Palm Springs' 7 Springs Inn & Suites a hidden and affordable SoCal resort option
PALM SPRINGS, Calif. - Your first sight of the 7 Springs Inn & Suites can be a tad frightening. It's not that it looks bad. It just looks dinky, nondescript and crammed into an unlikely location. And you're suddenly imaging it's going to be bad.
Fear not, though.
7 Springs is the rare hotel where a small entranceway and an unimpressive exterior does not reflect on the quality of the rooms. Indeed, by the end of your stay, you may be thankful that a trendy decorator would retch at the sight of the place, because that's surely what helps make 7 Springs one of Palm Springs' rare reasonable hotel finds.
You can often get a room at 7 Springs for around $100 a night. That's when the weather's absolutely gorgeous in Palm Springs. In the heat of the summer, it can dip down closer to $70. It's often impossible to get run-down budget chain hotels at those prices in a golf resort locale. And 7 Springs Inn is no run-down budget hotel that's dependent on the free breakfast buffet crowd.
Instead, you get 500 thread-count sheets in a big, fluffy, white bed that looks nearly brand new, a sort of bohemian courtyard pool scene and on this visit, one of the friendliest front desk clerks you're ever going to come across.
Plus, all of that is within an easy five-minute walk to downtown Palm Springs, which is a great place to stroll around after a day of golf if you're looking for something more than a cookie-cutter mall scene. On Palm Springs' main drag (Palm Canyon Drive), you get trendy cutting-edge shops flanked by longtime Palm Springs shops (think clothes that no one under 70 would ever consider wearing), a book store eccentric enough to once have Dennis Rodman do a signing and some of the best restaurants in the Coachella Valley.
A casino is an even closer walk, straight down the street. It's not one of the better casinos in the region, but you can still gamble.
7 Springs' drawback is that it doesn't have any natural golf affiliation in an area filled with good mega golf resorts.
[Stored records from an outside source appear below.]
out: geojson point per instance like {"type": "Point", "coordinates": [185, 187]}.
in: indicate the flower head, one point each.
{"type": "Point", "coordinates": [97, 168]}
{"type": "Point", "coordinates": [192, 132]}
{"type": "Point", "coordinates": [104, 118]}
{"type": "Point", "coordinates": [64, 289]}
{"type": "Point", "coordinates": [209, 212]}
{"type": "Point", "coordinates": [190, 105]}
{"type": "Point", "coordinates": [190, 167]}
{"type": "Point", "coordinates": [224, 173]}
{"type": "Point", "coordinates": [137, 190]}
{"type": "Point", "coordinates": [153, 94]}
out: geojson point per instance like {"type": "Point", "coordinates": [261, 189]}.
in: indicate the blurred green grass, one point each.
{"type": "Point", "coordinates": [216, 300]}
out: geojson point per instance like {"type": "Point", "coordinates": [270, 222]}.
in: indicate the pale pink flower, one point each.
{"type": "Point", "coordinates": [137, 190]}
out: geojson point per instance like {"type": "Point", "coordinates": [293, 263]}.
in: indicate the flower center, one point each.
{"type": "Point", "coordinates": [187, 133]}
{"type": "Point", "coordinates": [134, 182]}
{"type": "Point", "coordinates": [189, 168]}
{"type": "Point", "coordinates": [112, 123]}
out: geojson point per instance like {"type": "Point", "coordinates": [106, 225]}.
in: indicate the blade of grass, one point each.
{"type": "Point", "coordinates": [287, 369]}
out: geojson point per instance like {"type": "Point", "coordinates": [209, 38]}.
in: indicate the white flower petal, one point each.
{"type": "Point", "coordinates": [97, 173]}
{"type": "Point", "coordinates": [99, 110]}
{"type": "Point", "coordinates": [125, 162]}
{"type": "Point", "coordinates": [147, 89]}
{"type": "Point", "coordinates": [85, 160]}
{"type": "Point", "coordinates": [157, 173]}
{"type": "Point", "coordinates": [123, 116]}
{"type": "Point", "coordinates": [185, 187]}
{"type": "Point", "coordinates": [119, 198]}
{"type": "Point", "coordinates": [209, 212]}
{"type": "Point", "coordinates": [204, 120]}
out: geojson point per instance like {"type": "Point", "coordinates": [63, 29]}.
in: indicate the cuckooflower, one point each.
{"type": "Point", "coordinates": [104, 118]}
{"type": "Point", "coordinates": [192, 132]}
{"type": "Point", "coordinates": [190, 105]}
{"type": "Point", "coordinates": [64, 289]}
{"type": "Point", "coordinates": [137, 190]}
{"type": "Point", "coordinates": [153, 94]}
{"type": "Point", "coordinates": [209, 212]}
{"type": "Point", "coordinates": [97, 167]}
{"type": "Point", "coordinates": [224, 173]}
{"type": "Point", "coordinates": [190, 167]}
You still might want to stay at the recently renovated La Quinta Resort & Club in a few days of splurging, the better to be close to its five courses, including Pete Dye's infamous PGA West Stadium Golf Course. Then you can stay at 7 Springs to experience downtown Palm Springs and save some money on the overall trip.
7 Springs only has 50 rooms, which adds to the hidden feel of the place. They are in low-lying two story buildings from the 1960s. But if you're staying on the first floor, you can walk right outside your patio door into a well-laid-out grass courtyard.
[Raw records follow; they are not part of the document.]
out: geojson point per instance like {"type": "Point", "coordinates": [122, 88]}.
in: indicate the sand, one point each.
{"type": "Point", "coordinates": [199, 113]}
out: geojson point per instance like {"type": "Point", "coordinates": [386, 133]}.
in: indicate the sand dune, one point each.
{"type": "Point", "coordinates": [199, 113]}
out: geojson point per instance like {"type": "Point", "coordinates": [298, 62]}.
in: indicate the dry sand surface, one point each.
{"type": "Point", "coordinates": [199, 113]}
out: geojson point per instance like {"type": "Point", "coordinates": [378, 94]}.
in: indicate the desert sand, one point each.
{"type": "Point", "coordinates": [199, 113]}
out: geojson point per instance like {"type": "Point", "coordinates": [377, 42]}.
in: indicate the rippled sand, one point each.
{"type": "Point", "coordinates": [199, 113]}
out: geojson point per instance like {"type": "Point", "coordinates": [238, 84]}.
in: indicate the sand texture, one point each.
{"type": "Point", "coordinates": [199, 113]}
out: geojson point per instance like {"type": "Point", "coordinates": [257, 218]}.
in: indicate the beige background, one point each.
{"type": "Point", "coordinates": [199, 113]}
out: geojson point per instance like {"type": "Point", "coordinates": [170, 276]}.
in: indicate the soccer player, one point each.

There are fountains, pools and usually a few guests hanging out and talking to other vacationers.
It's about as far as you can get from the staid, sterile atmosphere of a cookie-cutter business hotel. You'll get some businessmen here. They're just kicking back at the pool with their ties loosened and a bottle of beer in their hands, though.
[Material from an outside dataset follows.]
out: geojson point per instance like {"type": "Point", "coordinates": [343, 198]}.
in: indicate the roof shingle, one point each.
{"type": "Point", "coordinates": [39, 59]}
"It makes you feel like you're on vacation, even if you're not on vacation," visitor Robert Fitzgerald said, waving to a couple he'd met two days earlier. "There's not too many other places where you can be staring up at the mountains in the middle of the city."
Those mountains, the San Jacinto Mountain range, are visible overhead past the town from 7 Springs' courtyard, and they look a whole lot closer than that.
Back in your room, you'll find plenty of space. In fact, the standard king I stayed in during this visit had so much open area that you could have set up your own weight room. Maybe more appropriately for Palm Springs - an area dotted with almost as many fortune tellers and healing centers as golf courses - there's plenty of open carpet to set down a yoga mat.
The larger rooms - and 7 Springs boasts two-bedroom townhouses that can sleep eight, as well as more customary suites - all include a full kitchen, all the better to save some more cash on an extended stay. Even the regular rooms all have refrigerators.
The only major inconvenience can be the parking situation. 7 Springs doesn't just look cramped in, it is, and there are only a handful of spots right in front of the hotel for guests. On this stay, it was easy to find parking, but on a busy weekend or on Thursday nights when there's a weekly street fair on Palm Canyon Drive, it could get a little difficult. Although we're not talking Manhattan hard.
Parking is free, though. In that sense, it fits right into 7 Springs Inn's unconventional luxury vibe.